Last month trees all across our county were ripped to shreds by the wind and ice which ravaged the area. One entire dread-filled night I spent listening to trees shuddering, groaning, cracking like gunshot, falling with loud, earthshaking thuds . . . and I felt as if I could, in all that, hear them screaming. Much as I feared a tree might any minute fall through my roof, I also found myself grieving, grieving the trees.
If that were all, it would be a sadness. Trees which had been perfectly healthy, if they haven't fallen down completely, will have to be taken down because they've suffered too much damage to survive. In addition, however, there is an even more serious menace. The Asian Longhorned Beetle, which the USDA has fought to eradicate in Chicago, New York, and New Jersey, was discovered in our City last summer.
The beetles have been present in this area for over ten years it turns out, and the passionate and hardworking folks at APHIS are a little freaked out, because this is the first occurrence of this tree-destroying pest in an area with such close access to full-fledged forest. In an attempt to keep the beetle from destroying an entire ecosystem up here, they have begun a massive programme to cut down and chip to nothing . . . pretty much all the trees in the City, and many beyond. If the beetle only infested one kind of tree, that would be one thing, but "this one goes to eleven"--there are at least eleven tree species they seem happy to call home. The oaks, apparently, are safe, and I suppose the pines, but the maples' and the chestnuts' and the birches' days are numbered. Trucks have been on New Church's street yesterday and today, and for about half an hour this morning a herd of "tree-care" workers hung out and laughed and talked at Starbucks.

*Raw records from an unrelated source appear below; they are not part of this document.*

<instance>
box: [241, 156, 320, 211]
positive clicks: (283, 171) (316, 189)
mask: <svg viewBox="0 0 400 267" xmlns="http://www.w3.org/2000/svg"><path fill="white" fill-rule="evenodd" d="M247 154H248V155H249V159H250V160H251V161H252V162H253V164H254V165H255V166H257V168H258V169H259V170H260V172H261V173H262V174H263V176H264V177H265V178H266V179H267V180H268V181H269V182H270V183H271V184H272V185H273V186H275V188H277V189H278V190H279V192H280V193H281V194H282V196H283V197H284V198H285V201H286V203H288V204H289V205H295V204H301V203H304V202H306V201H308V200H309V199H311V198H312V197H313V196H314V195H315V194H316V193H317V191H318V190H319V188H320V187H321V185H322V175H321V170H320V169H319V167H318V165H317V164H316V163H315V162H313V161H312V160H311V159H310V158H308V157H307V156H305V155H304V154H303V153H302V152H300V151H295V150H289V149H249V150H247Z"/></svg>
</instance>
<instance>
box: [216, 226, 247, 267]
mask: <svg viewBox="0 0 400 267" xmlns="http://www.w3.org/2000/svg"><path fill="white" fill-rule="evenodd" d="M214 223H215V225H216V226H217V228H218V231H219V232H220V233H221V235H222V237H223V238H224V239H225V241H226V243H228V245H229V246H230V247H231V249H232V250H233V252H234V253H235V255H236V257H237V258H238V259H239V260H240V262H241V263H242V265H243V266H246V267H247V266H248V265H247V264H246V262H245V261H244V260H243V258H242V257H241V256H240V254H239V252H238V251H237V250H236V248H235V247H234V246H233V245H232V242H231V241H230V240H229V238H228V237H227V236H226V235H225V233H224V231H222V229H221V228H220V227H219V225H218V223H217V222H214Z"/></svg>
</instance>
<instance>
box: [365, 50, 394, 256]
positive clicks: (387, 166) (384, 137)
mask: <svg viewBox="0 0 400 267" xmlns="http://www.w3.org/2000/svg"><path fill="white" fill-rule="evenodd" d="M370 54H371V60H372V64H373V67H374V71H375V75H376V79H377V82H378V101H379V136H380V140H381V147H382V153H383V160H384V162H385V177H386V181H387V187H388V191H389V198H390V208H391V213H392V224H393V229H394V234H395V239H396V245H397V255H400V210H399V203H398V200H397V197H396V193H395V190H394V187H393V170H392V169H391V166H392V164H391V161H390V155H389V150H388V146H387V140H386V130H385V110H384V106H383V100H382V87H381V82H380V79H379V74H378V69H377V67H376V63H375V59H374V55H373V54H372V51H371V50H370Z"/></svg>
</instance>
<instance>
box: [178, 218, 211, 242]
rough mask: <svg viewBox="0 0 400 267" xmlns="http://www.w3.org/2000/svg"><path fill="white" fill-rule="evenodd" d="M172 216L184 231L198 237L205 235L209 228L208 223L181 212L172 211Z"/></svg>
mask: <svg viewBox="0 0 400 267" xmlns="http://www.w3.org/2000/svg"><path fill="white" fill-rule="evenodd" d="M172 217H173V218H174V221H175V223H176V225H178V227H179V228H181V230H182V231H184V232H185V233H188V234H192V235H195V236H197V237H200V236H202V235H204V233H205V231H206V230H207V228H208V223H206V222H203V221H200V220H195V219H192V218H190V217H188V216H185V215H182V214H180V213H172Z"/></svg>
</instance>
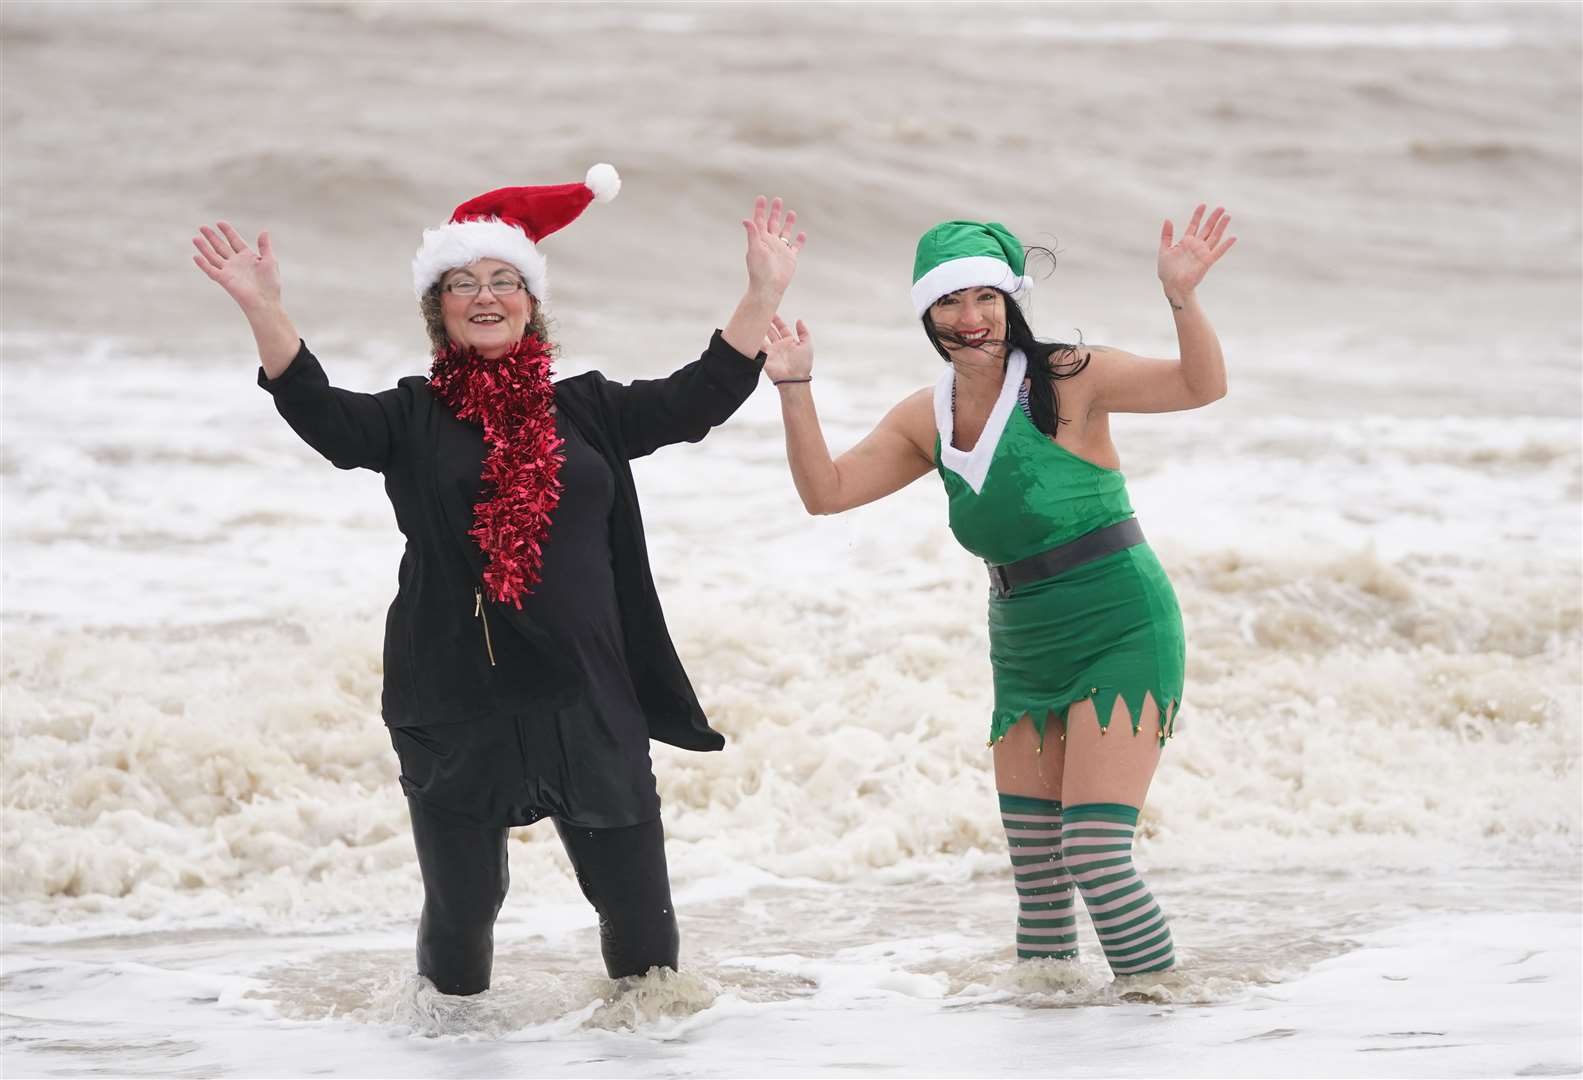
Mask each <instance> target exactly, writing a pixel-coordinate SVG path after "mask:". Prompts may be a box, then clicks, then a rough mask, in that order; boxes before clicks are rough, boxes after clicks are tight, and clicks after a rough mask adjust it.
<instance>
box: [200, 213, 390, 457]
mask: <svg viewBox="0 0 1583 1080" xmlns="http://www.w3.org/2000/svg"><path fill="white" fill-rule="evenodd" d="M193 247H196V249H198V253H196V255H193V261H195V263H196V264H198V269H201V271H203V272H204V274H207V276H209V280H212V282H215V283H217V285H220V288H223V290H225V291H226V295H228V296H230V298H231V299H234V301H236V306H237V307H241V309H242V314H244V315H245V317H247V325H249V326H252V328H253V340H255V342H256V344H258V363H260V364H261V366H263V374H261V375H260V380H258V382H260V385H261V386H263V388H264V390H266V391H269V394H271V396H272V397H274V399H275V410H277V412H279V413H280V415H282V416H283V418H285V421H287V423H288V424H291V429H293V431H296V432H298V435H301V437H302V440H304V442H306V443H307V445H310V447H313V450H317V451H318V453H321V454H323V456H325V458H328V459H329V461H331V462H332V464H334V466H336V467H337V469H375V470H380V472H383V470H385V469H386V467H389V462H391V458H393V454H394V453H396V447H397V445H399V443H400V440H402V437H404V432H405V423H407V405H408V391H405V390H399V388H397V390H388V391H385V393H382V394H358V393H353V391H350V390H339V388H336V386H331V385H329V378H328V377H326V375H325V371H323V369H321V367H320V366H318V359H315V358H313V353H310V352H309V348H307V345H304V344H302V340H301V339H299V337H298V333H296V326H294V325H293V323H291V317H290V315H287V309H285V306H283V304H282V302H280V264H279V263H277V261H275V253H274V247H272V245H271V242H269V233H260V234H258V252H256V253H255V252H253V250H252V249H250V247H249V245H247V241H244V239H242V234H241V233H237V231H236V230H234V228H231V225H230V223H226V222H218V223H217V225H215V226H214V228H209V226H207V225H204V226H201V228H199V230H198V236H195V238H193Z"/></svg>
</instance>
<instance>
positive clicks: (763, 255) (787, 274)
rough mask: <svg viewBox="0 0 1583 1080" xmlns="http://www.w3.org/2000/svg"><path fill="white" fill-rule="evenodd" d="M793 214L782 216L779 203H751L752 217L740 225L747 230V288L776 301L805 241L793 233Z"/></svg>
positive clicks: (794, 218) (795, 223)
mask: <svg viewBox="0 0 1583 1080" xmlns="http://www.w3.org/2000/svg"><path fill="white" fill-rule="evenodd" d="M795 225H796V211H785V214H784V215H782V206H780V200H779V198H776V200H774V201H766V200H765V196H763V195H760V196H758V198H757V200H754V217H752V219H750V220H744V222H742V228H746V230H747V287H749V290H752V291H757V293H760V295H763V296H773V298H774V299H776V301H777V302H779V299H780V295H782V293H785V291H787V285H790V283H791V276H793V274H795V272H796V255H798V252H801V250H803V244H806V242H807V234H806V233H793V231H791V230H793V226H795Z"/></svg>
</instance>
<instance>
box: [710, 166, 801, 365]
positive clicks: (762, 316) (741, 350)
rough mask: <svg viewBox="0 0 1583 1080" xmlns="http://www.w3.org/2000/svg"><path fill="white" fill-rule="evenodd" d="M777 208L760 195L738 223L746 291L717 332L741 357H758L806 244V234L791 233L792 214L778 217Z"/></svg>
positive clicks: (755, 200)
mask: <svg viewBox="0 0 1583 1080" xmlns="http://www.w3.org/2000/svg"><path fill="white" fill-rule="evenodd" d="M780 207H782V204H780V200H779V198H777V200H774V201H773V203H769V204H768V206H766V203H765V196H763V195H760V196H758V198H757V200H754V217H752V219H744V220H742V228H746V230H747V291H746V293H742V299H741V301H738V304H736V310H735V312H731V318H730V321H727V325H725V329H723V331H720V337H722V339H725V344H727V345H730V347H731V348H735V350H736V352H739V353H741V355H742V356H754V355H757V353H758V342H761V340H763V339H765V331H766V329H769V320H771V318H774V314H776V309H779V307H780V298H782V296H784V295H785V291H787V285H790V283H791V276H793V274H795V272H796V257H798V252H801V250H803V244H806V242H807V234H806V233H796V234H793V231H791V230H793V228H795V226H796V211H787V212H785V217H782V215H780Z"/></svg>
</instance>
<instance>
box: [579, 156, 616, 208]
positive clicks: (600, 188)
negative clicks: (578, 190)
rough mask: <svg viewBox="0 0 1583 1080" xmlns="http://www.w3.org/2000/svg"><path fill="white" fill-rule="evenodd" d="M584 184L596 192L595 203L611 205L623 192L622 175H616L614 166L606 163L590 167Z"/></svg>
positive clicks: (589, 188)
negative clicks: (619, 192)
mask: <svg viewBox="0 0 1583 1080" xmlns="http://www.w3.org/2000/svg"><path fill="white" fill-rule="evenodd" d="M583 182H584V184H586V185H587V188H589V190H590V192H594V201H595V203H609V201H611V200H613V198H616V195H617V193H619V192H621V174H619V173H616V166H614V165H606V163H605V162H600V163H598V165H594V166H590V168H589V173H587V176H584V177H583Z"/></svg>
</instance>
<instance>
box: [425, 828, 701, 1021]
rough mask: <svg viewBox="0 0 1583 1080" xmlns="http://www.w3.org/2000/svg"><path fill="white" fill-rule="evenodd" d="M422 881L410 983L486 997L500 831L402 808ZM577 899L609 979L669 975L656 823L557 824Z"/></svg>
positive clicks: (489, 956)
mask: <svg viewBox="0 0 1583 1080" xmlns="http://www.w3.org/2000/svg"><path fill="white" fill-rule="evenodd" d="M407 809H408V812H410V814H412V836H413V841H415V842H416V846H418V868H419V869H421V871H423V917H421V918H419V920H418V974H421V975H427V977H429V980H431V982H434V985H435V987H437V988H438V990H440V993H448V994H476V993H481V991H484V990H488V988H489V971H491V968H492V966H494V920H495V915H499V914H500V904H503V903H505V893H507V888H508V887H510V882H511V877H510V873H508V871H507V854H505V841H507V831H508V830H505V828H469V827H459V825H451V823H446V822H445V820H443V819H438V817H435V816H434V814H432V812H429V811H427V809H426V808H424V804H423V803H419V801H418V800H415V798H408V800H407ZM556 831H557V833H560V842H562V846H565V849H567V857H568V858H570V860H571V869H573V871H575V873H576V876H578V885H579V887H581V888H583V895H584V896H587V899H589V903H590V904H594V911H597V912H598V936H600V952H603V953H605V971H606V972H609V977H611V979H621V977H622V975H641V974H643V972H646V971H647V969H649V968H655V966H659V968H676V953H678V950H679V947H681V936H679V933H678V930H676V911H674V909H673V907H671V882H670V874H668V873H666V869H665V830H663V828H662V827H660V822H659V819H655V820H652V822H646V823H643V825H630V827H627V828H581V827H576V825H564V823H562V822H560V820H559V819H557V820H556Z"/></svg>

If things go well, replanting will begin in a few years. But no one in the City will see a mature maple tree on their property again. If these trees don't come down, many more will, eventually. But it already feels suspiciously like a losing battle, and we've only just started to fight it. It feels like a harbinger of something, and makes me wonder again, "What is this world coming to?"
5 comments:
That's really sad!
Reminds me of the song "Big Yellow Taxi". :(
Mom--:(
Melissa--me, too, kind of, except in the song it's more personal selfishness that made the trees come down, and in this case it's sort of harder to avoid . . . Either way, though, it's a big bummer.
Oh, Jenn! This post is SO poignant and ... powerful! It actually made me cry -- for the trees and for the violence, sickness and brokenness of our world. Exquisite pain and loss, exquisitely described.
all this beautiful, heart-wrenching and metaphoric talk of trees, along with the profile pic... i'm sure a visitor to your site will think that your book is a coffee-table book full of wonderful pictures of surviving and thriving trees.
and that you'll get a lot of arborphiles.
Go jennwith2ns: #1 google spot for trees!